1 to 1 1/2 pounds boneless, skinless chicken thighs
1 large onion, diced
3 cloves garlic, minced
1-inch piece whole ginger, peeled and grated
2 tablespoons tomato paste
1 to 2 tablespoons garam masala
2 teaspoons paprika
2 teaspoons kosher salt
1 (28-ounce) can diced tomatoes
3/4 cup heavy cream or coconut milk
Fresh cilantro, chopped
2 cups cooked rice, to serve

Cut the chicken thighs into bite-sized pieces and transfer them to a 3-quart or larger slow cooker. Stir in the onion, garlic, ginger, tomato paste, 1 tablespoon of garam masala, paprika, and kosher salt until the chicken is evenly covered with spices. Stir in the diced tomatoes with their juices.
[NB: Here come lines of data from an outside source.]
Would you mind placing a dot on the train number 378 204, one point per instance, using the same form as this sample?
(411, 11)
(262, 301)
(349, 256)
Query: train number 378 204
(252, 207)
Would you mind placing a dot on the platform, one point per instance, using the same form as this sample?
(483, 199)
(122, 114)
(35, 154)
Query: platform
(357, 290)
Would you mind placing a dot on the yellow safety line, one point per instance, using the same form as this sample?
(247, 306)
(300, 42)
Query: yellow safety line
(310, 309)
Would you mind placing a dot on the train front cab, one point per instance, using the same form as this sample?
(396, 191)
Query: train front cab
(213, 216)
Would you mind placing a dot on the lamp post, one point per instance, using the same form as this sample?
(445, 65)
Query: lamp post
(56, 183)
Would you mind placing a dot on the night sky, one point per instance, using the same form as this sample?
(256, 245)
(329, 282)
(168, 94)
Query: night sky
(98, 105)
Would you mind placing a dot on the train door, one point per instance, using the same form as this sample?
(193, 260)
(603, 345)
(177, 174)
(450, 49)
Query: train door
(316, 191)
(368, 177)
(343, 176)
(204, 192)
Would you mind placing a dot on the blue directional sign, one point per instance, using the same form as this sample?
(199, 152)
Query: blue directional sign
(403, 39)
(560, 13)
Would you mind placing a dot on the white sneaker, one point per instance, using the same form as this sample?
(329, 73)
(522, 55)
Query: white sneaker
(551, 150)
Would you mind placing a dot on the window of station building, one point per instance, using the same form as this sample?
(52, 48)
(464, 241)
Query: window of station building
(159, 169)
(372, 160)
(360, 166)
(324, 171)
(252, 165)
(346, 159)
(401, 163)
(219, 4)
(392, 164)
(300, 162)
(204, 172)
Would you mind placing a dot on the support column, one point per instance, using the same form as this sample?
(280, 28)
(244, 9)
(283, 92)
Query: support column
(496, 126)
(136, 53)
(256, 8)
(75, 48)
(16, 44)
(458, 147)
→ If you have the time: Marinate the chicken in 1/2 cup yogurt for up to 6 hours. Shake to remove excess yogurt before transferring to the slow cooker.

→ If you have the time: Sauté the onions and garlic in a little olive oil over medium-high heat in a skillet until softened, then stir in the ginger, tomato paste, and spices until fragrant. Transfer to the slow cooker with the chicken and diced tomatoes. This will give your tikka masala more depth of flavor.

Cover the slow cooker and cook for 4 hours on high or 8 hours on low. Fifteen minutes before the end of cooking, stir in the heavy cream. If you prefer a thicker sauce, leave the slow cooker uncovered for the last 15 minutes. Taste and add more garam masala or salt to taste.

Serve over rice with fresh cilantro sprinkled over the top of each serving. The tikka masala can be refrigerated for 3 to 4 days or frozen for 3 to 4 months.

Recipe Notes
Chicken breasts can be substituted for the thighs, though I find thighs hold up better over the long cooking and breasts tend to fall into shreds. Still delicious, though!
For a little of that smoky, tandoori flavor, try using smoked paprika and roasted tomatoes.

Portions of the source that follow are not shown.